Lone Simonsen: "I think we've got something at Roskilde University that might be a good model for universities in the future"

Epidemiologist Lone Simonsen became well known in Denmark during the COVID pandemic, but her research on COVID-19 is only one of several highlights in a long international research career. She now heads the PandemiX Center at Roskilde University, because if you want to work with an interdisciplinary approach, you can't get a better research environment than here”, she says.
Lone Simonsen
“It's a fact that the really cool research is often conducted at the intersection of disciplines," says Lone Simonsen.

 

Where do you feel you have made the biggest difference with your research?

- The most recent example, of course, is the research I have done at the PandemiX Center during the COVID pandemic. The centre is located at RUC, but is a collaboration across several universities. Among other things, I have modelled the consequences of super-spreading in collaboration with physicists at the Niels Bohr Institute. With COVID-19, only 10% of those infected effectively pass on the disease, while the majority infect very few other people. Our research showed that it was because of this characteristic that we could control the spread so effectively by shutting down society. Nobody had actually realised this before, and this knowledge was important, also in relation to future pandemics. Plus, after nearly 20 years, I now understand the success of controlling SARS in 2003. SARS was a super-spreading and frightening deadly new corona-virus that was eradicated that year and never became a pandemic.

- But I can also tell you about another highlight, which occurred about 20 years ago. At the time, I was working for the WHO, helping to map the use of needles for vaccines and other purposes in low-income countries. We found that a high proportion of hepatitis B and C cases were due to reusing needles, which spread blood-borne viruses quite effectively. This research led to the introduction of so-called auto-destruct needles in EPI vaccine programmes worldwide. These are needles that can only be used once, because they are made in such a way that it is not possible to draw them back again. I have been told that in this way, I have helped to save millions of lives. I don't know if that's true, but it was certainly exciting research, also because it was my first experience of working with an interdisciplinary approach and because it was an important global problem.

Why did you choose to do research at RUC?

- RUC and I are a great match because I want my research to be interdisciplinary. It's a fact that the really interesting research is often carried out at the intersection of disciplines – that's where you find new ways of approaching problems that none of us would have thought of in our own field. Our discovery of the consequences of super-spreading is a good example: I could never have done it without the physicists' model, and they would never have thought of doing this particular research without my insight into the biological phenomenon and the SARS mystery of 2003. That's how we work all the time here at PandemiX, and when you want your work to be interdisciplinary, RUC is just the best research environment to be in. I also think that I personally thrive best in a place where there is no distance to management and where you know most of your colleagues.
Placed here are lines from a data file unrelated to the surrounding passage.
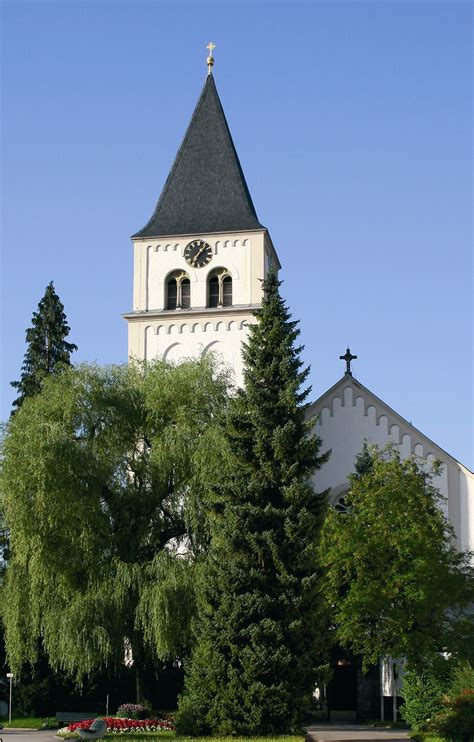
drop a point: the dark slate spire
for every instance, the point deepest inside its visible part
(206, 189)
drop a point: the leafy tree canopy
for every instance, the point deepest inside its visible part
(47, 350)
(101, 478)
(394, 580)
(253, 668)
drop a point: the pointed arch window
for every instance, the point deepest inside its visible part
(219, 288)
(178, 291)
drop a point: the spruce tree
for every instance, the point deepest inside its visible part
(47, 349)
(258, 635)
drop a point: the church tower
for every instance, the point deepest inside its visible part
(200, 260)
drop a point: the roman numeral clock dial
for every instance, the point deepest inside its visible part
(198, 253)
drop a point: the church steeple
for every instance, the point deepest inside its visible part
(205, 191)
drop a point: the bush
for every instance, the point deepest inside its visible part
(463, 679)
(133, 711)
(456, 722)
(423, 693)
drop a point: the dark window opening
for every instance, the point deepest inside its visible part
(214, 292)
(227, 291)
(185, 293)
(172, 294)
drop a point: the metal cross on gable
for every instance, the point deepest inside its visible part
(348, 357)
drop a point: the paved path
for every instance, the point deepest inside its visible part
(353, 733)
(28, 735)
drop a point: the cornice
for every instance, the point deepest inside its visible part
(179, 314)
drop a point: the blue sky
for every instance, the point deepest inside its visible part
(352, 121)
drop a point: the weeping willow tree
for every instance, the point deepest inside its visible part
(101, 481)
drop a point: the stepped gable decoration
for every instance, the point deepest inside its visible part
(205, 191)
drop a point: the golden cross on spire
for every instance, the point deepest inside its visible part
(210, 59)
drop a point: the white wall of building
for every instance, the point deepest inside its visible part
(349, 414)
(155, 332)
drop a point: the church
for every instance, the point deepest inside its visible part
(199, 263)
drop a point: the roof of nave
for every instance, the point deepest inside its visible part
(205, 191)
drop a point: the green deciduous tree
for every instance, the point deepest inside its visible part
(254, 664)
(394, 579)
(47, 350)
(100, 477)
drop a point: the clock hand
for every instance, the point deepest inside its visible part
(198, 253)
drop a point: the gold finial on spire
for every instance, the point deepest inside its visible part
(210, 59)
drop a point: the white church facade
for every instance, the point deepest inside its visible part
(199, 264)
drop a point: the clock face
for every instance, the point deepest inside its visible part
(198, 253)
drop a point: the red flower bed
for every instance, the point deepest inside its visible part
(127, 725)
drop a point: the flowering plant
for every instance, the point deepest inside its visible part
(133, 711)
(126, 726)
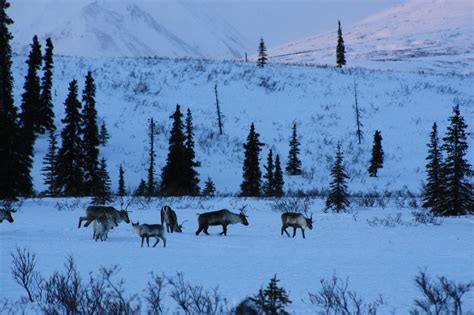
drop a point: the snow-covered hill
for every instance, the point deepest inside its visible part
(418, 34)
(401, 105)
(127, 28)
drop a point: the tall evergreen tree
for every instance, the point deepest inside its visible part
(433, 191)
(90, 137)
(337, 199)
(262, 54)
(121, 190)
(70, 176)
(103, 134)
(31, 101)
(278, 178)
(191, 175)
(218, 110)
(46, 109)
(151, 185)
(376, 161)
(11, 158)
(293, 167)
(251, 183)
(209, 188)
(49, 170)
(458, 198)
(175, 177)
(269, 184)
(102, 194)
(340, 49)
(273, 299)
(359, 124)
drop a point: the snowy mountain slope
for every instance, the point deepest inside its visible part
(436, 32)
(127, 28)
(401, 105)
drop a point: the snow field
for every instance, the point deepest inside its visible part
(375, 259)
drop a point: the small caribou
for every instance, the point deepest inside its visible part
(295, 220)
(102, 226)
(221, 217)
(109, 213)
(170, 220)
(6, 214)
(145, 231)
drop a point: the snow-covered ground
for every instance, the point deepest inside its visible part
(402, 105)
(377, 259)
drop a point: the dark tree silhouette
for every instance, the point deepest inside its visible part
(340, 49)
(458, 196)
(293, 167)
(337, 199)
(376, 161)
(251, 183)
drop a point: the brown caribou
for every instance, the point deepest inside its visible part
(295, 220)
(221, 217)
(170, 220)
(109, 213)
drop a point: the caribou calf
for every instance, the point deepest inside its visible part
(295, 220)
(6, 214)
(102, 226)
(170, 220)
(145, 231)
(221, 217)
(109, 213)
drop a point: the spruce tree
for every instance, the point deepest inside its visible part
(102, 193)
(458, 196)
(191, 175)
(173, 175)
(31, 98)
(141, 189)
(250, 186)
(90, 137)
(269, 184)
(359, 124)
(337, 199)
(209, 188)
(376, 161)
(218, 110)
(11, 157)
(433, 191)
(293, 167)
(121, 190)
(273, 299)
(70, 176)
(46, 110)
(49, 170)
(278, 178)
(340, 49)
(151, 185)
(262, 54)
(103, 134)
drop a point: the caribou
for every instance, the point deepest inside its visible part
(170, 220)
(6, 214)
(109, 213)
(295, 220)
(221, 217)
(145, 231)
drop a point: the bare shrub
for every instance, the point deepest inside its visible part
(154, 294)
(24, 272)
(195, 299)
(440, 297)
(388, 221)
(292, 204)
(334, 297)
(426, 217)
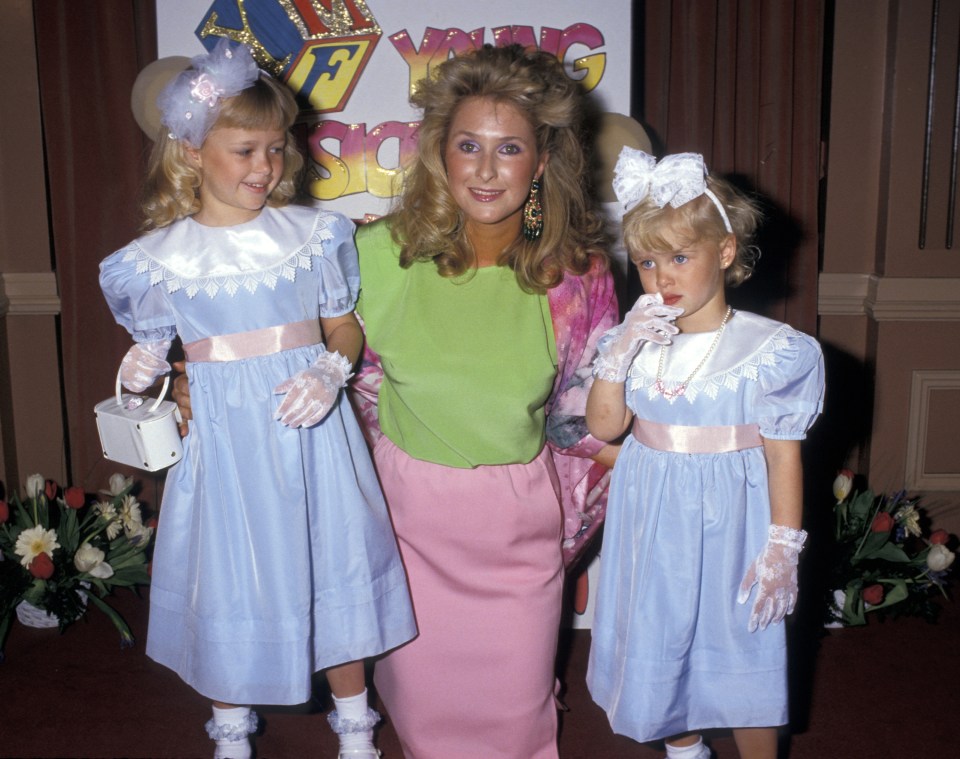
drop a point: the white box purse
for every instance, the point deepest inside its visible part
(140, 434)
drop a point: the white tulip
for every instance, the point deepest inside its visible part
(91, 560)
(940, 558)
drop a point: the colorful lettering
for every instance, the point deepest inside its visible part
(357, 168)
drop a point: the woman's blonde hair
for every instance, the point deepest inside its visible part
(171, 189)
(645, 226)
(428, 224)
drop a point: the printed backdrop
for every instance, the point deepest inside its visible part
(353, 63)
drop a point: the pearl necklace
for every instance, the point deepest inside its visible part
(680, 389)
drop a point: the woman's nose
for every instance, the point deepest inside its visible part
(487, 167)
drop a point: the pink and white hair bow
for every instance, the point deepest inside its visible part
(676, 179)
(189, 105)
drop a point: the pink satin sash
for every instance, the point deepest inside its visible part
(677, 438)
(259, 342)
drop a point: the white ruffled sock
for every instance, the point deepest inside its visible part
(353, 722)
(231, 729)
(696, 751)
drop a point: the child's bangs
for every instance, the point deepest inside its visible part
(257, 108)
(656, 229)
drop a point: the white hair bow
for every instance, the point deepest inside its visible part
(676, 179)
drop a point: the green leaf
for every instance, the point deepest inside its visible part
(891, 552)
(69, 531)
(853, 612)
(871, 544)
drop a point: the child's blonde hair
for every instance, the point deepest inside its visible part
(171, 189)
(645, 226)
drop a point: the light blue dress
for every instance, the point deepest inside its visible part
(275, 557)
(671, 652)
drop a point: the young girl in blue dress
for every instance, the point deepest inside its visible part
(275, 557)
(703, 528)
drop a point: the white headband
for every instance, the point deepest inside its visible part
(676, 179)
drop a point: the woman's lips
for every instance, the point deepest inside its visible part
(485, 196)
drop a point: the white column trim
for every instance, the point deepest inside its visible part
(33, 293)
(889, 298)
(916, 478)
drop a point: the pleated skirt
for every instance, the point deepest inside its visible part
(482, 552)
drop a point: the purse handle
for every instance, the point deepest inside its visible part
(156, 404)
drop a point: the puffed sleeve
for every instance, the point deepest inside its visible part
(791, 388)
(340, 270)
(139, 307)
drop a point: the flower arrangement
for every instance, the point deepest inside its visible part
(60, 550)
(884, 562)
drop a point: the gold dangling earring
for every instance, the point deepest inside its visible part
(533, 213)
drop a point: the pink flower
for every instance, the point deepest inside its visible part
(74, 497)
(41, 567)
(882, 522)
(205, 90)
(937, 537)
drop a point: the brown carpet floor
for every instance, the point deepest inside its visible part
(887, 690)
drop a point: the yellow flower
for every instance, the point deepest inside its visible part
(33, 542)
(90, 559)
(842, 485)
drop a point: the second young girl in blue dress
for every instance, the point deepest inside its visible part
(703, 526)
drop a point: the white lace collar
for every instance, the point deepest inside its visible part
(749, 342)
(189, 256)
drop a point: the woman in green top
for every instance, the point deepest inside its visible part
(482, 297)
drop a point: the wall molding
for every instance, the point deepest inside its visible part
(922, 385)
(29, 293)
(889, 298)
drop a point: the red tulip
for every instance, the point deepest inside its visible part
(882, 522)
(74, 497)
(937, 537)
(42, 567)
(872, 594)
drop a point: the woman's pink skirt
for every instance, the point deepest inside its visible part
(482, 553)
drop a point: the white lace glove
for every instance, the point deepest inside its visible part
(774, 572)
(649, 320)
(143, 363)
(312, 392)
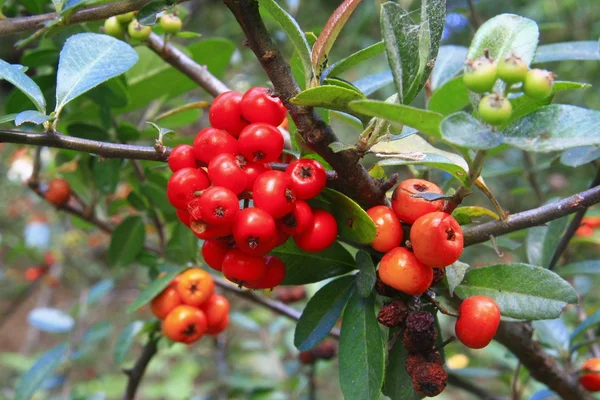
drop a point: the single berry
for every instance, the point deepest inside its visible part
(274, 193)
(261, 143)
(538, 84)
(226, 113)
(259, 106)
(320, 235)
(400, 269)
(254, 231)
(389, 231)
(309, 177)
(437, 239)
(183, 184)
(409, 208)
(479, 317)
(494, 109)
(181, 157)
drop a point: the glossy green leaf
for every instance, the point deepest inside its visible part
(322, 312)
(302, 267)
(362, 351)
(127, 241)
(424, 121)
(87, 60)
(522, 291)
(155, 288)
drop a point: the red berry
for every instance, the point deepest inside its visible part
(183, 184)
(309, 177)
(273, 276)
(181, 157)
(297, 221)
(211, 142)
(254, 231)
(226, 113)
(400, 269)
(274, 193)
(479, 317)
(226, 170)
(219, 206)
(320, 235)
(261, 143)
(389, 230)
(408, 208)
(437, 239)
(259, 106)
(242, 268)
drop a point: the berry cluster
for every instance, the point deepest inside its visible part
(227, 164)
(481, 75)
(189, 307)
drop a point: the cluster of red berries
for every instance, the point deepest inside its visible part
(227, 164)
(189, 307)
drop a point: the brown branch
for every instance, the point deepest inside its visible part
(354, 180)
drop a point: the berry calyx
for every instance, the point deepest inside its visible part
(478, 321)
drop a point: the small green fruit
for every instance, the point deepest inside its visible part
(480, 75)
(538, 84)
(126, 18)
(138, 31)
(512, 69)
(170, 23)
(494, 109)
(113, 28)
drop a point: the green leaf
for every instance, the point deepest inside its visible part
(522, 291)
(414, 150)
(87, 60)
(424, 121)
(366, 278)
(302, 267)
(322, 312)
(582, 50)
(127, 241)
(362, 351)
(25, 84)
(155, 288)
(411, 49)
(464, 130)
(553, 128)
(294, 33)
(126, 340)
(328, 96)
(33, 379)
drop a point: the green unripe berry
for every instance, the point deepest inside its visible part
(512, 69)
(494, 109)
(138, 31)
(480, 75)
(538, 84)
(126, 18)
(170, 23)
(114, 28)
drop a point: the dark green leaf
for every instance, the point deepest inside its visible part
(322, 312)
(362, 351)
(303, 267)
(522, 291)
(126, 241)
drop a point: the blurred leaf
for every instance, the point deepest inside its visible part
(522, 291)
(322, 312)
(126, 340)
(362, 351)
(302, 267)
(127, 241)
(43, 368)
(154, 289)
(87, 60)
- And it's fun to come back here and help promote the university that has shaped me since the beginning of my career. In my own field, I hope I can help create a really good research centre, where we can train the next generation of epidemiologists so that we are better equipped the next time there is a pandemic.
 

RUC baggrundsgrafik

“At RUC, we have a kind of mentor model, where students work directly with researchers and do project work in a way that really prepares them for real life."

About Lone Simonsen

  • Researcher in the epidemiology of infectious diseases, her approach lies in the field between mathematics and biology. She has researched past pandemics and used statistical and mathematical models to understand their spread patterns and mortality. This knowledge can be used to understand and control the current pandemic, as well as future pandemics.
     
  • She started studying medicine, but found the form of study uninspiring and she applied instead to RUC, graduating in biology and chemistry in 1985. She took a PhD in population genetics in the US, and at the age of 32 became a disease detective at the Centers for Disease Control (CDC) in the US. Later she worked as an epidemiologist for WHO and the National Institutes of Health (NIH), before moving back to Denmark in 2014 and joining RUC in 2018.